Après une année 2024 marquée par une perte abyssale, le groupe spatial français Eutelsat annonce une nette amélioration de ses résultats au premier semestre de l’exercice 2025-2026. Sa perte nette a été ramenée à 236,5 millions d’euros, contre 873,2 millions un an plus tôt. Une performance saluée d’autant plus que l’opérateur maintient ses objectifs financiers, malgré un contexte toujours instable.
L’entreprise vise toujours une stabilité de son chiffre d’affaires opérationnel à l’horizon juin 2026, assortie d’une marge d’Ebitda ajusté "légèrement inférieure" à celle de 2024-2025. Sur ce même périmètre, ses revenus se sont élevés à 573,8 millions d’euros au premier semestre, soit une baisse de 4,3 % en données publiées, mais de seulement 0,6 % à périmètre et taux de change constants.
Objectifs maintenus et investissements massifs en orbite basse
La rentabilité brute du groupe continue de s’éroder. L’Ebitda ajusté a reculé de 8 % sur un an, à 308,2 millions d’euros, ce qui représente 52,1 % du chiffre d’affaires global (591,6 millions d’euros). À la même période l’an dernier, cette marge atteignait encore 55,2 %. En dépit de cette pression sur sa rentabilité, Eutelsat tient son cap et prévoit désormais des dépenses d’investissement brutes à hauteur de 900 millions d’euros sur l’exercice en cours. Ce niveau reste élevé, bien qu’en baisse par rapport à la fourchette de 1 milliard à 1,1 milliard d’euros anticipée précédemment, et très supérieur aux 449,8 millions d’euros engagés sur 2024-2025.
L’ambition est claire : sécuriser les actifs essentiels à long terme.
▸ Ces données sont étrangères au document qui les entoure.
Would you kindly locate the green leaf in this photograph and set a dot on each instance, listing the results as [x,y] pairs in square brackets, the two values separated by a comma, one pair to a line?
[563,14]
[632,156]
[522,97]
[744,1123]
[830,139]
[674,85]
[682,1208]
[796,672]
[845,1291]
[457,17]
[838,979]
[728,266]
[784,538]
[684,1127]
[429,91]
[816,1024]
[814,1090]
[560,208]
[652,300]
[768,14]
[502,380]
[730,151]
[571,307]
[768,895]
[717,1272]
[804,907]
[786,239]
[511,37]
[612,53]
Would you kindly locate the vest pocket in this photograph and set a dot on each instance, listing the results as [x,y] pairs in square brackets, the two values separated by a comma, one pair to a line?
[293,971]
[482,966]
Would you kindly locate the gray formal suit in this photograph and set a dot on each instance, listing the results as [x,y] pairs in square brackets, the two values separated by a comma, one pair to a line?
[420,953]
Grâce à deux augmentations de capital réalisées récemment pour un total de 1,5 milliard d’euros, l’opérateur assure que ses projets sont financés jusqu’en 2030. Ces fonds soutiendront notamment la pérennisation de la constellation de plus de 650 satellites en orbite terrestre basse (LEO), un héritage stratégique du rachat de OneWeb en 2023.
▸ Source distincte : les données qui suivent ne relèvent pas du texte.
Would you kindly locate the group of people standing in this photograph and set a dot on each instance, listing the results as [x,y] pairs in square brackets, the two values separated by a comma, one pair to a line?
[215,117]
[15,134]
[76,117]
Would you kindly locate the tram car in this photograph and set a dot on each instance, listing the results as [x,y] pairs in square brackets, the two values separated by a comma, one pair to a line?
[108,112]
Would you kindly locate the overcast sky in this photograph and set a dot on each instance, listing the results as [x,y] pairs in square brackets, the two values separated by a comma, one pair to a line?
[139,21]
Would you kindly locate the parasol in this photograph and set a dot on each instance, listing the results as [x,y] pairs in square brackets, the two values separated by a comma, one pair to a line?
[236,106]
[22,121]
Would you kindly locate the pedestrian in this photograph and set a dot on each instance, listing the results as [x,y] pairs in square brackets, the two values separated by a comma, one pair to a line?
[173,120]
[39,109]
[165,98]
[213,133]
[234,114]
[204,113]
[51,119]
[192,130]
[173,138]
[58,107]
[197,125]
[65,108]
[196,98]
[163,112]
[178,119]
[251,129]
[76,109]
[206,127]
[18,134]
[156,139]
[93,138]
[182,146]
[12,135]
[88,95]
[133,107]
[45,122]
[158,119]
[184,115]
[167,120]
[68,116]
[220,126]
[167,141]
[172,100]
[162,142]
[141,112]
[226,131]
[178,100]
Eutelsat entend également conserver "une structure financière saine", avec un ratio d’endettement net sur Ebitda de 2,7 visé fin 2025-2026, après être passé de 3,92 fin 2024 à seulement 2 au 31 décembre dernier.
L’État français devient le premier actionnaire du groupe
La nouvelle donne capitalistique change aussi la gouvernance. À l’issue de la recapitalisation, l’État français devient l’actionnaire majoritaire de l’opérateur avec 29,65 % du capital. Il devance Bharti Space Limited (17,88 %), l’État britannique (10,89 %), l’armateur CMA CGM (7,46 %) et le Fonds stratégique de participations (4,99 %).
Ce soutien étatique massif témoigne d’un intérêt croissant pour les enjeux de souveraineté spatiale et de connectivité. Dans un secteur en recomposition, Eutelsat s’impose comme un acteur stratégique à suivre de près.